In Theorem 6.32. pg 355 of Rotman's Hom. Alg., he proves that two different construction of Torsions conincide,
$$Tor_n^R(A,B) \cong tor_n^R(A,B)$$
where
If $B$ is a left $R$-module and $T = - \otimes_R B$, define left derived functor $$Tor_n^R(-, B) = L_nT.$$
If $A$ is a right $R$-module and $T=A \otimes_R - $, define $$tor_n^R(A,-) = L_nT.$$
It is a diagrammatic proof so I hope you may have a look at link. There is one part of proof which I cannot understand:
$W=Tor_1(K_{i-1},V_{j-1}), X=Tor_1(K_{i-1},V_{j}), \ldots $
This isn't clear from the definition given. What we should have is that $$Tor_1(K_{i-1},V_j) \cong \ker d_1/im \, d_2$$
where with $T=- \otimes_RV_j$, $$ TP_{i+2} \xrightarrow{d_2} TP_{i+1} \xrightarrow{d_1} TP_i \xrightarrow {d_0} K_{i-1} $$
why do the equalities hold? In fact even if it holds, shouldnt it be an isomorphism?

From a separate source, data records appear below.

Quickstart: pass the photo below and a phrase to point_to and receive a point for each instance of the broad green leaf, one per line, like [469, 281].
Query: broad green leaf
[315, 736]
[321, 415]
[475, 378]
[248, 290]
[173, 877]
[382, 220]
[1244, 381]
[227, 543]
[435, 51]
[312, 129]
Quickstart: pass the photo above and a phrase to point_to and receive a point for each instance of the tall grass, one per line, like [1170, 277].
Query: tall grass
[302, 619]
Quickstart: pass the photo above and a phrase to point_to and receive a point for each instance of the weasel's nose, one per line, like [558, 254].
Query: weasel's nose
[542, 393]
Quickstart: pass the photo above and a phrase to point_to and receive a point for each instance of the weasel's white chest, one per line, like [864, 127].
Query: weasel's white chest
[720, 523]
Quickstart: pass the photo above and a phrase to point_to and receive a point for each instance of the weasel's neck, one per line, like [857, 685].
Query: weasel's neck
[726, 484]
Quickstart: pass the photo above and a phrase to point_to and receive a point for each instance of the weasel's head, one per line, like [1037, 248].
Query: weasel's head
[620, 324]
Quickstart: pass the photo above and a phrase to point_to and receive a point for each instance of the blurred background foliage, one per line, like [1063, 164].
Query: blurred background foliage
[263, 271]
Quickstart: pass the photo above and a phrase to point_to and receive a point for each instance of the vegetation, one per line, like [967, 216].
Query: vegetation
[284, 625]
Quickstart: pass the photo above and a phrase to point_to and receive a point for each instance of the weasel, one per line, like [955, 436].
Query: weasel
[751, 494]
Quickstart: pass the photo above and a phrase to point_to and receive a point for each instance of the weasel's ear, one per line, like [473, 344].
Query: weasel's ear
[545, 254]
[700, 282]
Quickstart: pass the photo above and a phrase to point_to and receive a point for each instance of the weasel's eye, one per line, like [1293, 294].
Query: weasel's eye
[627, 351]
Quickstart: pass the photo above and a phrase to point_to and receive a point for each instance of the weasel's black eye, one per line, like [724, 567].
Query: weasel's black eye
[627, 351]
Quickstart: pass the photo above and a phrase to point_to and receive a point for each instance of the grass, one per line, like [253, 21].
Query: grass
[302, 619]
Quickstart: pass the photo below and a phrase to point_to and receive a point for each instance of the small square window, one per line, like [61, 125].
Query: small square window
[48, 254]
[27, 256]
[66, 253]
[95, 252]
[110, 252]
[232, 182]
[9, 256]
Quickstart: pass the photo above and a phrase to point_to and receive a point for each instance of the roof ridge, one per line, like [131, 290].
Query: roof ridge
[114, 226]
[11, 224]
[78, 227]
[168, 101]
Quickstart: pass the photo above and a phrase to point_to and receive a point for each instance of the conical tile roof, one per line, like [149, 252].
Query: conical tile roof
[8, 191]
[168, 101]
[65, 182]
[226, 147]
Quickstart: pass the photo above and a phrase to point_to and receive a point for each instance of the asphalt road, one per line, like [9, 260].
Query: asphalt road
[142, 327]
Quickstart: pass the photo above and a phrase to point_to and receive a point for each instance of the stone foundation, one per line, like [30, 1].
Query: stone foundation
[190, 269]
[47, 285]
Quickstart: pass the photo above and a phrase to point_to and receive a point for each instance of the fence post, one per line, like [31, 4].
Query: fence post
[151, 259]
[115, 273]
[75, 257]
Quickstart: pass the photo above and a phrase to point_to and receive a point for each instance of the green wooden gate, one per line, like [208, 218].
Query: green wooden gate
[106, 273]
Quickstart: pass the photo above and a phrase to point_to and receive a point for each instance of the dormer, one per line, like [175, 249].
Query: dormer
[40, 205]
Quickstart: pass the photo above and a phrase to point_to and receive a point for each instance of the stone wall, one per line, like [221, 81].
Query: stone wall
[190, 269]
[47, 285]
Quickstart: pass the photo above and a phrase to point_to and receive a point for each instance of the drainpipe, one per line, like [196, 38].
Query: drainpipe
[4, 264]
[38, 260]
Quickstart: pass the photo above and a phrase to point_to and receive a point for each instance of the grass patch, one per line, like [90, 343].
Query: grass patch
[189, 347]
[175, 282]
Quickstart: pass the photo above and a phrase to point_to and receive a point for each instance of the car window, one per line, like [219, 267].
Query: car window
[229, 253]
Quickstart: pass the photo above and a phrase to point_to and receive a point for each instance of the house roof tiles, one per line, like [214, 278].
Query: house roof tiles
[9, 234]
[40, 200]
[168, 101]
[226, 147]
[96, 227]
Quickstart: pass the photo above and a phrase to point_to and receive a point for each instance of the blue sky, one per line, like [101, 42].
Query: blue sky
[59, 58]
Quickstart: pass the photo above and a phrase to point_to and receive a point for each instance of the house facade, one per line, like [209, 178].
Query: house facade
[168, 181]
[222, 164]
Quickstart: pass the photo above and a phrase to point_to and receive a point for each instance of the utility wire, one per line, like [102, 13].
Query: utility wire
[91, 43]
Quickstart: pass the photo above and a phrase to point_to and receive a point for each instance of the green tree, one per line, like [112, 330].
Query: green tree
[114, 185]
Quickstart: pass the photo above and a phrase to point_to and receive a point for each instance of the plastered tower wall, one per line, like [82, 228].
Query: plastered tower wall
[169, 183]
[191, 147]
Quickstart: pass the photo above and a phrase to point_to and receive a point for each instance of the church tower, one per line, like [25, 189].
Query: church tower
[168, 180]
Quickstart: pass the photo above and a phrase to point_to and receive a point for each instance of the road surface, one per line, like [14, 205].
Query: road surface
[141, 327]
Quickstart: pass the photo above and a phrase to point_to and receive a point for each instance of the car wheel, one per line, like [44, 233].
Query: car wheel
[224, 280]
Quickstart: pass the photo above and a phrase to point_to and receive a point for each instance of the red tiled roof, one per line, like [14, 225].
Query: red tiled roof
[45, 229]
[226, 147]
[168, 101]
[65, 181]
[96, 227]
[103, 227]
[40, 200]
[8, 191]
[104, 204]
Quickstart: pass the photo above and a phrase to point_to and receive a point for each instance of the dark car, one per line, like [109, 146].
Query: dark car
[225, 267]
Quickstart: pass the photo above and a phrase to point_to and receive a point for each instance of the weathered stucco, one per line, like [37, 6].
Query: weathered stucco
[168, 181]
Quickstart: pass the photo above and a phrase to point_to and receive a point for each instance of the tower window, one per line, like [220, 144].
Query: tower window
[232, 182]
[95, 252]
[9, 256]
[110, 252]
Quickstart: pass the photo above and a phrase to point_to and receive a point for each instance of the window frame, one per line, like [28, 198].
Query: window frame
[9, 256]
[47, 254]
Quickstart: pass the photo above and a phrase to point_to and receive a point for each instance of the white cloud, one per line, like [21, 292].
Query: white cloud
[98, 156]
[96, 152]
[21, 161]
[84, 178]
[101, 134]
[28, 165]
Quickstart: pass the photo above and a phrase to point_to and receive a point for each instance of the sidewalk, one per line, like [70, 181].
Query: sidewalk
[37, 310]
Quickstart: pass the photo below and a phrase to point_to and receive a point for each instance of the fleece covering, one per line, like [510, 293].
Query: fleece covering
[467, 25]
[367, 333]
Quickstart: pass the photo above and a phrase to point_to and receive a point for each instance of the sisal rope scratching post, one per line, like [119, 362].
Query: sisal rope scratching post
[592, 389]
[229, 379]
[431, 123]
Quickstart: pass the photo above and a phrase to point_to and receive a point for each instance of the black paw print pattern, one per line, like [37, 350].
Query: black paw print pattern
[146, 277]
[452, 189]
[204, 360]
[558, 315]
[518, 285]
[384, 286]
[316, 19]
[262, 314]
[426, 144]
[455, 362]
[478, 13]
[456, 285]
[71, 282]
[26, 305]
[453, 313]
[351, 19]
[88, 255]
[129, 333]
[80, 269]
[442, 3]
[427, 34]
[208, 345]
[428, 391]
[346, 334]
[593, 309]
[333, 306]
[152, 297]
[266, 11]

Note that if you have a short exact sequence $0\to K\to P \to L\to 0$ with $P$ projective and $M$ is a module (to the correct side) then the long exact sequence reads ($P$ projective!)
$$\operatorname{Tor}_1(P,M)=0\to \operatorname{Tor}_1(L,M)\to K\otimes M\to P\otimes M\to L\otimes M\to 0$$
so that $\operatorname{Tor}_1(L,M)$ is the kernel of $K\otimes M\to P\otimes M$. This is what Rotman is using throughout.